(Photo: ASU Athletics)
The change in mentality for the No. 18 Arizona State Sun Devils has been well documented. They are approaching each match, each set and each point in a more disciplined manner, something that was lacking last season.
With an improved mental approach, ASU has produced positive results in tough environments such as their win over then-No. 17 Hawaii in Honolulu as well as their five-set comeback victory over Northern Illinois last weekend in their second match of the day, following their first loss of the season against Louisville.
However, as much as any team can improve their mental strength, they still need to physically perform on the court.
Part of ASU’s struggles in the beginning of Pac-12 play in 2013 was their lack of a reliable attacking option other than junior outside hitter Macey Gardner.
“There were moments last year when it was clearly – it was evident to everybody – that it was the Macey-show, the Macey offensive show and maybe a little scattering of (BreElle Bailey), but it was mainly (Gardner),” ASU head coach Jason Watson said.
To get a better understanding of how much Gardner was depended upon, here is a breakdown of how much she accounted for ASU’s total attack attempts (4,394) last season as well as the rest of ASU’s current starters:
Clearly, Gardner was relied on heavily during the 2013 season, but it was with good reason. Gardner has consistently been a dominant attacker from the moment she donned a Sun Devil uniform.
“There’s an enormous amount of comfort in setting (Gardner). You like your chances when you set Macey,” Watson said. “On the flip side of that, everybody knows you’re going to set (Gardner), so it’s nice to see (Bailey) get going.”
Part of the offensive imbalance had to do with not having a consistent second option, but part of it was also the amount of trust junior setter Bianca Arellano had in the rest of her hitters.
Now, with a year of familiarity under their belt, the Sun Devil offense has helped ASU to blaze to an 8-1 start to this season. Thus far, the balance has been evident both on tape and through the stats.
Of the total attack attempts (1050), here is the same percentage breakdown for this season:
Most notably, the middles are being utilized more by a significant amount in comparison with last season. The biggest difference is when in transition, Arellano is looking to Follette and Binns with more purpose, and the middles are audibly calling their sets so Arellano can find them.

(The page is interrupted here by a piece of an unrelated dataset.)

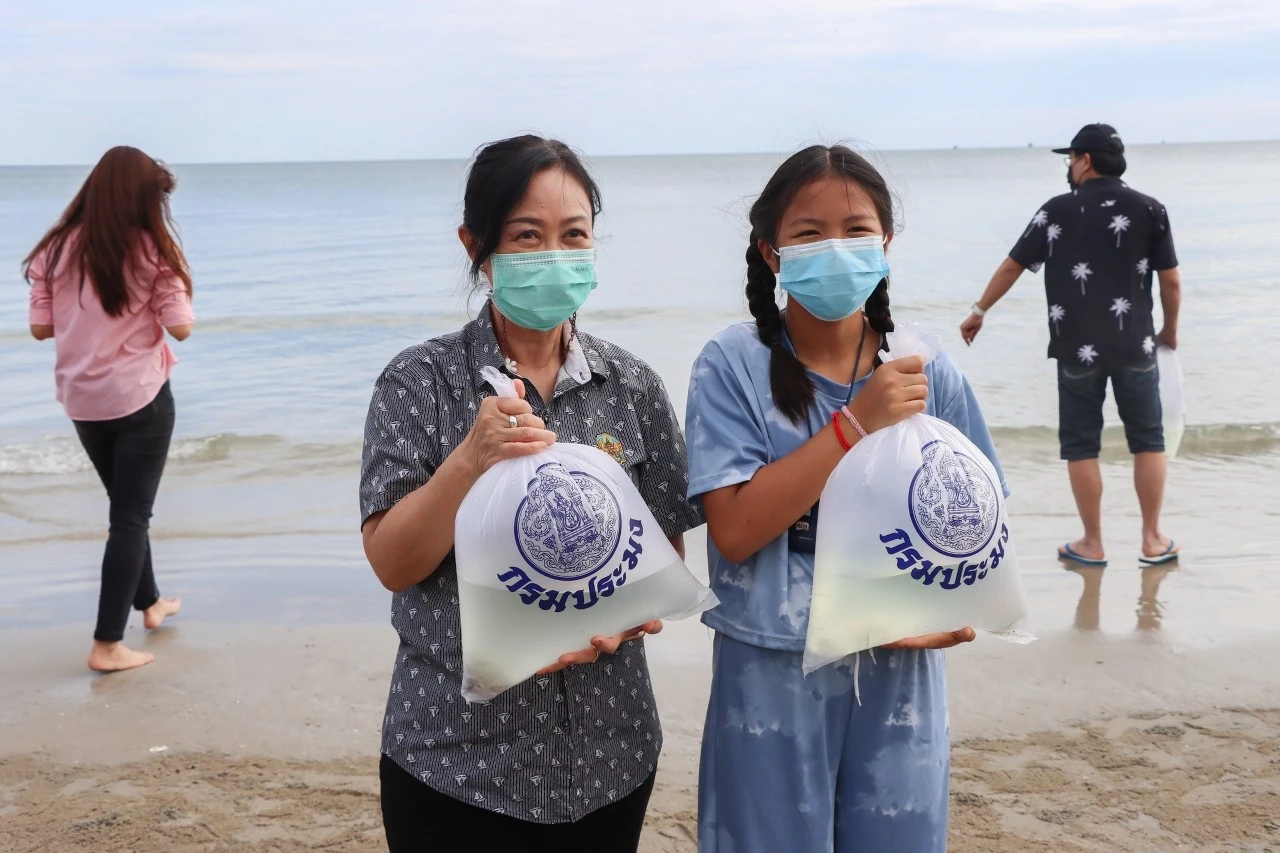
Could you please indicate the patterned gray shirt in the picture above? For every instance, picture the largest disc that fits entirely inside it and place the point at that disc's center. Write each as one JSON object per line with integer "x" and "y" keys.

Follette has been increasingly efficient throughout her career in Tempe and is currently hitting an efficient .336 percent, and she has only committed a total of 21 attacking errors.
“You can tell that (Follette) provides significant results for our team – offensively, defensively, energy-wise,” Arellano said.
All things considered, Binns has become a near-equal to Follette in her production as well. Her experience with the USA Collegiate National team over the summer has proven to be invaluable.
“(Binns) has matured immensely,” Watson said. “She’s a different student-athlete than when she got here. She’s talking about getting a master’s degree. That’s a miracle.”
Arellano has also noticed the difference in Binns and is trying to award her by feeding her sets on a regular basis.
“That’s been something I’ve been working on – trying to connect with Mercedes,” Arellano said.
Another big factor in ASU’s offensive balance is the seemingly consistent production from Bailey in their first nine matches. Bailey has found a home on the right side, and continues to take on a bigger workload as she transitions from a player who shows flashes of potential to one that is a go-to attacker for the Sun Devils.
“I see a big confidence boost from (Bailey),” Arellano said. “I mean, working with her, coming in the spring early definitely helped and then having a season under our belts helped, but there’s this new face she has, and everybody should be looking out.”
Bailey, a former middle blocker throughout her entire prep career, has focused on becoming a more well-rounded volleyball player, and her improvement has been evident to her teammates as well as to herself.
“We’re able to run a lot of different sets, and I’m a lot more diverse than I was last year, and my sets are actually a lot faster than they were last year,” Bailey said.
Up and down ASU’s roster, the talent can clearly stack up with any other roster in the Pac-12. In past seasons, teams like No. 1 Stanford and No. 5 Washington have exploited ASU has been taking advantage of their mental mistakes as well as keying in on Gardner.
With the development and diversification of every ASU attacker, this could be the most equipped squad Watson has assembled going into conference season. Because of the increased use of the middles and the more consistent production from both Bailey and Willey, Gardner can focus on being a dominant attacker instead of carrying a burden of being ASU’s only reliable hitter.
“We hope (the balance) continues. We certainly hope that we’re not always Macey-driven,” Watson said. “But when it gets into these matches, it’s nice to have someone like Macey that can kind of step up and score a bunch of points and lead your team.”
Once conference play rolls around, scouting reports get more intricate and the teams who can make the most adjustments are the ones who succeed. Last season, ASU didn’t necessarily have the tools to make those adjustments. Now, because of the level of diversity on the offensive side of the ball, they have the flexibility to adapt to each situation they encounter, and that flexibility should improve given the nature Watson believes his team breeds.
“They’re so into just getting better,” Watson said.